Fly
When a group of BASE jumpers loses three of its members, an outsider asks, ‘What’s this stupid thing they do?’ One of the jumpers we interviewed during our seven year shoot responded, ‘You jump and you fall. But when you jump in a wingsuit, you pretty much fly.” And after a pause, he poses a self relic query Is it okay to risk for fun?
In the documentary ‘Fly,’ the audience gets to meet the Living Street performers the BASE jumpers. The jumpers fly with amazing GoPro footage during the jumps, high above the most beautiful mountains and canyons. Sometimes it’s joyful and sometimes sad since there are many traumatic accidents shown and heard.
BASE is an acronym with four letters: B for building, A for antenna, S for span (bridge), and E for earth (cliffs). The individuals in the film jump off clips or mountain edges in fascinating parts of the world like the Alps, Korea, or Utah’s Moab. For these individuals, the whole world consists of two parts places where you can jump from and the other where you cannot jump from.
As much as they relish leaping from their jump spots, known as ‘exits’, they also find joy in discovering new jump spots.
Most people appear to be quite absolute in their viewpoints. There are two races of jumpers. The first race of jumpers appears to detest living the life of ‘everyone else’ who live around televisions and their children. As we see it’s hardly strange that all the spouses we meet are married to people of a different nationality them in the community of jumpers is limited and what the jumpers share is not a language or culture but the passion for flying and falling and the intention to do so despite the danger.
One of them, together with Marta, is probably the more visible part of the jumper community. The euphoric Jimmy claims no man has married the woman who instructed him in BASE jumping, a distinction he has enjoyed for some time. He founded a business in which they purchased and taught the art of Brazilian native Marta. Each year, they host a party that resembles a Burning Man for jumpers, into which they incorporate a more real lifestyle.
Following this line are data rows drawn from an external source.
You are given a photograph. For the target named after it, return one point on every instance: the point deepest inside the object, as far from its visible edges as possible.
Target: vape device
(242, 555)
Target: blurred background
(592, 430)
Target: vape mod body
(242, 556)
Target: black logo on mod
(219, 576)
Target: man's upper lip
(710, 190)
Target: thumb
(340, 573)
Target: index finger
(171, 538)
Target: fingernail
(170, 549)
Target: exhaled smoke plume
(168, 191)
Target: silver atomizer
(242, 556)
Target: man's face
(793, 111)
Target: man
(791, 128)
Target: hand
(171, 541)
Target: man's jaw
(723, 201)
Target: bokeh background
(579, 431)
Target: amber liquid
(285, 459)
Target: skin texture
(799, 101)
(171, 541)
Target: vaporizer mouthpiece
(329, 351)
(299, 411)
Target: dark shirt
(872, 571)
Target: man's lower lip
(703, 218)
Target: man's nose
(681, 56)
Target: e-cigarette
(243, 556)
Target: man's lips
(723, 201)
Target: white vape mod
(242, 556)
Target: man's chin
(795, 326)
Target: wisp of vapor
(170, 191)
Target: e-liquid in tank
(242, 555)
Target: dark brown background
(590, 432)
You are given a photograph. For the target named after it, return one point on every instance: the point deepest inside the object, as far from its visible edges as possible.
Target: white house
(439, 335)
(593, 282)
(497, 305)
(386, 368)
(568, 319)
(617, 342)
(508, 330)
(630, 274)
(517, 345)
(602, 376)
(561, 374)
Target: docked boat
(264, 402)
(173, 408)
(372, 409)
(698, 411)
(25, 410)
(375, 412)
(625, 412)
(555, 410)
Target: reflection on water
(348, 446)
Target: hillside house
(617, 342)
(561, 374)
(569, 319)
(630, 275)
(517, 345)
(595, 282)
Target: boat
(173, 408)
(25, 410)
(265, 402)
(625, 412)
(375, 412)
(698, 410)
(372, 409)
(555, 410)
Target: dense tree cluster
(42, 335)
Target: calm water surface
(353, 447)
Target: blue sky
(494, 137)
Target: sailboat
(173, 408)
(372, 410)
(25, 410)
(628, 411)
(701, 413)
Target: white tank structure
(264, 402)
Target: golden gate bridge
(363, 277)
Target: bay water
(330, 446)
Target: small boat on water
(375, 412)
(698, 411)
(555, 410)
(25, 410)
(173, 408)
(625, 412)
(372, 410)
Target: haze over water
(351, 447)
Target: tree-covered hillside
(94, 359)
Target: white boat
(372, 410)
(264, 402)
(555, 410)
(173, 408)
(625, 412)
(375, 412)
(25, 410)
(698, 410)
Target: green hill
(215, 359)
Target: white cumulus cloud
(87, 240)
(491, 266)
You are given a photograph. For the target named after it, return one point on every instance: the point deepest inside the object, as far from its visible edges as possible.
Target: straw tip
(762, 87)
Jimmy has the unique honor of being a pioneer in locating Moab’s new and thrilling ‘exit’ point. He names it ‘Dragon’s Nest’. It is a different story when they go out for an annual party, they take a picture as a group and even make it clear that at least some of the people in this picture will die in many aerial trips before the next reunion.
Scotty and Julia are also an American Brazilian couple and they also practice and teach BASE jump. The Army veteran had some rough days in the military but when he picked up jumping, he found it his purpose. He claims that he managed to jump at least once a week for nine years now. What about Julia? She quit her lawyer’s job to pursue BASE jumping full time.
Espen is Norwegian and Amber is from the UK and they are competitive jumpers, professional in this sport. In the movie, while a couple of years back the jumpers were seen as offenders, now it is developed into an official sport with it being included in the Super Bowl halftime drill of 2020. Espen and Amber do not just jump but rather perform a dance number where they swim in the air, at the same time.
‘Fly’ goes slightly further in respect of the risks and the responsibility or lack of it involved in the act as opposed to the recent ‘Skywalkers: A Love Story’ but not quite. The BASE jumpers however say that their sport is “selfish”. Some people even know that it is only the people that are left behind that suffer the loss. We witness what happens to a person who is a part of couple when the other suffers grave injuries.
She questions if she will still have a relationship if she is no longer able to continue jumping. He questions whether it would be against his principles to continue jumping if she was dead.
Body cameras and microphones provide us an exhilarating glimpse at insane jumps, and modern technology offers us an exhilarating glimpse at astonishing jumps and, yes, modern technology offers us an exhilarating glimpse at astonishing jumps and, yes, modern technology offers us an exhilarating a glimpse at astonishing jumps Body cameras show us the jaw dropping beauty of the stunts while enabling us to hear the cringeworthy moments a breathtaking performance turned into a potentially horrifying catastrophe. Jumpers may seem agitated from the outside and show distress but when viewers look at the emotions of tumbling jumpers, that sense of dismay didn’t sacrifice their performance, as there’s something more stoic. When other people watch the film, its subjects reveal their deepest wish to send a message in case something happens to them. One of them agrees. When time is a factor, the film’s subjects recognize the beauty in simple moments, an invaluable tendency that many people take for granted.